RPMDrate generates a large number of output files for each calculation. These
are sorted into subfolders `Temp`

/`Nbeads`

by temperature and number of beads, so that the
same input file can be used by multiple RPMD calculations. RPMDrate will also
use these output files for restarting incomplete jobs, to avoid repeating
already-finished steps in the calculation.
(Biased sampling and transmission coefficient calculations are the most time consuming steps.
During these steps, the program creates a series of checkpoints which allow RPMDrate
to be safely stopped at any point in its execution and then to be restarted later.)

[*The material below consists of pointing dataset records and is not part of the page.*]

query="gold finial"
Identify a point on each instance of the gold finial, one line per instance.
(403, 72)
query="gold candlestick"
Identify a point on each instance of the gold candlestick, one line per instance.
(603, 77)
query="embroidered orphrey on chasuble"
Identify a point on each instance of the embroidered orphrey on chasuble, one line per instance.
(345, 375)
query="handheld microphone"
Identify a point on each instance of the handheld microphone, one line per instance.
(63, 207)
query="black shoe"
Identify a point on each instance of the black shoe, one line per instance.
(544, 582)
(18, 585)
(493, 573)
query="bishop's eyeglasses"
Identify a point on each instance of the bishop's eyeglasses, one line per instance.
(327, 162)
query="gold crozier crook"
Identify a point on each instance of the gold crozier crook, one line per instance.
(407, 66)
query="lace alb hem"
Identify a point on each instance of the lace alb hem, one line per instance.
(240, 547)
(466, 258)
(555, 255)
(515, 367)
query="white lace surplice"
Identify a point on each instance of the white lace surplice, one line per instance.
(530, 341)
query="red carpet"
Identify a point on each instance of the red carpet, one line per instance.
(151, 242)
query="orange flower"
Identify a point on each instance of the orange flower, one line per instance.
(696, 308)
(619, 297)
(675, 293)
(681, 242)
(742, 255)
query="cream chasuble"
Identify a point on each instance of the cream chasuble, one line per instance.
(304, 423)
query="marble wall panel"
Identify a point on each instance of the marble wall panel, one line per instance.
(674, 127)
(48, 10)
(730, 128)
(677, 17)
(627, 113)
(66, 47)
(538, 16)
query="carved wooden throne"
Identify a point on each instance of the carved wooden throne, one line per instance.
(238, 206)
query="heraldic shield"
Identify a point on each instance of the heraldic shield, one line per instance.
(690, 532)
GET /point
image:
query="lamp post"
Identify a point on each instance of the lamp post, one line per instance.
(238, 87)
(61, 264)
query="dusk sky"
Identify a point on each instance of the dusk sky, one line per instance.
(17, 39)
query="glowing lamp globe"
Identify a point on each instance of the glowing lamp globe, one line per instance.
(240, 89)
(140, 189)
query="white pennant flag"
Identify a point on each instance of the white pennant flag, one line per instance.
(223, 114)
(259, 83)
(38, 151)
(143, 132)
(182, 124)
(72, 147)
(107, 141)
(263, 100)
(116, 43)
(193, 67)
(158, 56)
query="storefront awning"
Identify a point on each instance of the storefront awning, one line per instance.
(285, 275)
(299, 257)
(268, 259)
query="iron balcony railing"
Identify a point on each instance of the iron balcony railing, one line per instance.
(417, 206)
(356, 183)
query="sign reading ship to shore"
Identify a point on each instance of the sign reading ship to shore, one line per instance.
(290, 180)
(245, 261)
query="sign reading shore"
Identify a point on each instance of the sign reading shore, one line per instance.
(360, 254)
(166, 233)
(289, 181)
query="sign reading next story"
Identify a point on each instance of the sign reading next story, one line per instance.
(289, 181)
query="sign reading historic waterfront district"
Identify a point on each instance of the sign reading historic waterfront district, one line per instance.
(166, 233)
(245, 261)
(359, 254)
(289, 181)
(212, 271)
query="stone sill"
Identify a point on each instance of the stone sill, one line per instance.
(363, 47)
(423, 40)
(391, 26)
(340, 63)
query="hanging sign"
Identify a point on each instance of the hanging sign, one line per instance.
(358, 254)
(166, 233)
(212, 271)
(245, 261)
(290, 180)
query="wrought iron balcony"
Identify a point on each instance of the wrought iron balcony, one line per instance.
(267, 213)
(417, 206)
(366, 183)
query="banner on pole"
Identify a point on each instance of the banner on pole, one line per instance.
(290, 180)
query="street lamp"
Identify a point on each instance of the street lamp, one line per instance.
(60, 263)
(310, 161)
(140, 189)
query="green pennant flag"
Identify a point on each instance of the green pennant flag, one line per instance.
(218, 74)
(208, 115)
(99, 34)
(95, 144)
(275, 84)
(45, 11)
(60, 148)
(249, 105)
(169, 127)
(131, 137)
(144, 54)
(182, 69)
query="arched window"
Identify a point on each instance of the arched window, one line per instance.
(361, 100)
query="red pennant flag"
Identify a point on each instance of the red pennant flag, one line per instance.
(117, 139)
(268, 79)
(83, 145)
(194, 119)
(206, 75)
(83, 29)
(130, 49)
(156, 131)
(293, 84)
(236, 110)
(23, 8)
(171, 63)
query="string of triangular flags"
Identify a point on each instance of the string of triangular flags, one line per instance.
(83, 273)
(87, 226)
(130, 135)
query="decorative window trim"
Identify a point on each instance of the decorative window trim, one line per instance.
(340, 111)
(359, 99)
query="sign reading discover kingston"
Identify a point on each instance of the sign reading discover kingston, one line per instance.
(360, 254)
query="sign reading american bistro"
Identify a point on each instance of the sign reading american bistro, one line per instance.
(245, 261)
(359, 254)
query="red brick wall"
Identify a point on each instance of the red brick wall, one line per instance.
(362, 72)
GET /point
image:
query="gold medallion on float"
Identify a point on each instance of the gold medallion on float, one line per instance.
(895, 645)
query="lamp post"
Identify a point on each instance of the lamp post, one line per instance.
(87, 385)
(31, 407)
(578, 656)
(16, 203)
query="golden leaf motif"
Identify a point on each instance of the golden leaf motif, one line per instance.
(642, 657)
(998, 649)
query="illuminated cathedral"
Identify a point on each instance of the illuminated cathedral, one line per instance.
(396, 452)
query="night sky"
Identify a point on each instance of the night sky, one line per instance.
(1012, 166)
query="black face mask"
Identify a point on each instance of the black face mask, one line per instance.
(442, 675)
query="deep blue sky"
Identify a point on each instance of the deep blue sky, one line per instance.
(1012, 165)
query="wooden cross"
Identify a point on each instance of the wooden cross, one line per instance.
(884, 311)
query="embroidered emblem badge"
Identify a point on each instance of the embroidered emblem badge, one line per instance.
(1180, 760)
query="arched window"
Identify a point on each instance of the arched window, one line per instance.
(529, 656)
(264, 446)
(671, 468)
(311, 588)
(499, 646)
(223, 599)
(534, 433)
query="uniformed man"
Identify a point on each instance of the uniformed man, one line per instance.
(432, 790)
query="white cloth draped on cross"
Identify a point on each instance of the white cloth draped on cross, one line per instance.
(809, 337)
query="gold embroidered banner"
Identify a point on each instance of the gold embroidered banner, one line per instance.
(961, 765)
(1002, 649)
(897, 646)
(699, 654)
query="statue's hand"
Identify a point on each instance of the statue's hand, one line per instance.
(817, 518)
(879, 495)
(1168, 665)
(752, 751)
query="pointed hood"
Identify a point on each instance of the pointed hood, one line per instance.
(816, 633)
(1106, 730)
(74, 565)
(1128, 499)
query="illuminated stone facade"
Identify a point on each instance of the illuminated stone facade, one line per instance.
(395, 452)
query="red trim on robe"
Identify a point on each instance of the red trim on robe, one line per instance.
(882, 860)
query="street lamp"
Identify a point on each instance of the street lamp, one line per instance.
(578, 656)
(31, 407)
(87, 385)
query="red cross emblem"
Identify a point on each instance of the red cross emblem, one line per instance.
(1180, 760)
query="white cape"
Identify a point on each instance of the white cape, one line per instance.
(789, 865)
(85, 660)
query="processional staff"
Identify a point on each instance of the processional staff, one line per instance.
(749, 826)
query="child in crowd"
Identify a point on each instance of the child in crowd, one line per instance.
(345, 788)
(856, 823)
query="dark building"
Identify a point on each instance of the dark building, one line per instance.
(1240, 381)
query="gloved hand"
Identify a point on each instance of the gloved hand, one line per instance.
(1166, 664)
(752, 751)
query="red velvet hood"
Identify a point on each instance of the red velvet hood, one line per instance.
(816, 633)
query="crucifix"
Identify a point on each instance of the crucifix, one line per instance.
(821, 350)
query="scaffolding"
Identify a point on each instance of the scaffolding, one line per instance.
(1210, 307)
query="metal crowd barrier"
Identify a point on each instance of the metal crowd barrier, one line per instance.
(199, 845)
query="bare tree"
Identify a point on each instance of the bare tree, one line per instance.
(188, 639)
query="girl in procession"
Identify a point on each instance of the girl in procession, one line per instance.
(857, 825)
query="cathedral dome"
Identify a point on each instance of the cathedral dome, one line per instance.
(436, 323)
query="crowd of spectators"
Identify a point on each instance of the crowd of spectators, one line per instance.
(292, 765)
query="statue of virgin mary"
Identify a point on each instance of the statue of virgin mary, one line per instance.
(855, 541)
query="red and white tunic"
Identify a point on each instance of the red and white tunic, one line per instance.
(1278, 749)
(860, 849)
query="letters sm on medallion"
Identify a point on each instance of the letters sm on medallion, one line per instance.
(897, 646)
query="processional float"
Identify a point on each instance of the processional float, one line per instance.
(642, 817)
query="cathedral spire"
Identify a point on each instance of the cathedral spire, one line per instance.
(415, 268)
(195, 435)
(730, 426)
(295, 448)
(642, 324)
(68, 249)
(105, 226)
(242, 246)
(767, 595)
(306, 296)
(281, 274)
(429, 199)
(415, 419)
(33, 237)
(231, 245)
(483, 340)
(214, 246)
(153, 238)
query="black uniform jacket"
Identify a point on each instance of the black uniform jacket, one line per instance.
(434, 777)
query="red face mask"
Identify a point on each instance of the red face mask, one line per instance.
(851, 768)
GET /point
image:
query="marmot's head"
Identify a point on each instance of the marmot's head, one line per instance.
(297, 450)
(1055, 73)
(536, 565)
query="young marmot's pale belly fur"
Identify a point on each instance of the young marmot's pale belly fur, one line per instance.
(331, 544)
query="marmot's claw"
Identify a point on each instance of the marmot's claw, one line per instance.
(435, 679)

*Initial configurations for umbrella integration*

The computed initial umbrella configurations are saved to
`umbrella_configurations.dat`

in the top-level directory, as these
configurations can be used in subsequent calculations.
This file contains the Cartesian coordinates in atomic units for each
configuration.

*Biased sampling*

The computed values for the mean \(\overline{\xi }\) and variance
\(\sigma^2\) of the reaction coordinate are saved to a set of files
named `umbrella_sampling_*.dat`

after each trajectory run, where `*`

represents the position of center of
the window along the reaction coordinate \(\xi\).

*Potential of mean force*

The potential of mean force as a function of the reaction coordinate
is saved to the file `potential_of_mean_force.dat`

.

*Transmission coefficient*

The computed value of the transmission coefficient (recrossing factor) is saved to a file named
`recrossing_factor_*.dat`

, where `*`

represents the value of the reaction
coordinate \(\xi\) at which this factor was computed.

*Ring polymer rate coefficient*

The final value of the RPMD rate coefficient, along with a summary of the various
intermediate values used to compute it, is saved to a file
named `rate_coefficient_*.dat`

, where `*`

represents the value of the
reaction coordinate \(\xi\) at which the transmission coefficient was computed.
Note that the same value of the reaction coordinate \(\xi\) is used to
obtain the centroid-density quantum transition state theory rate coefficient and
the recrossing factor.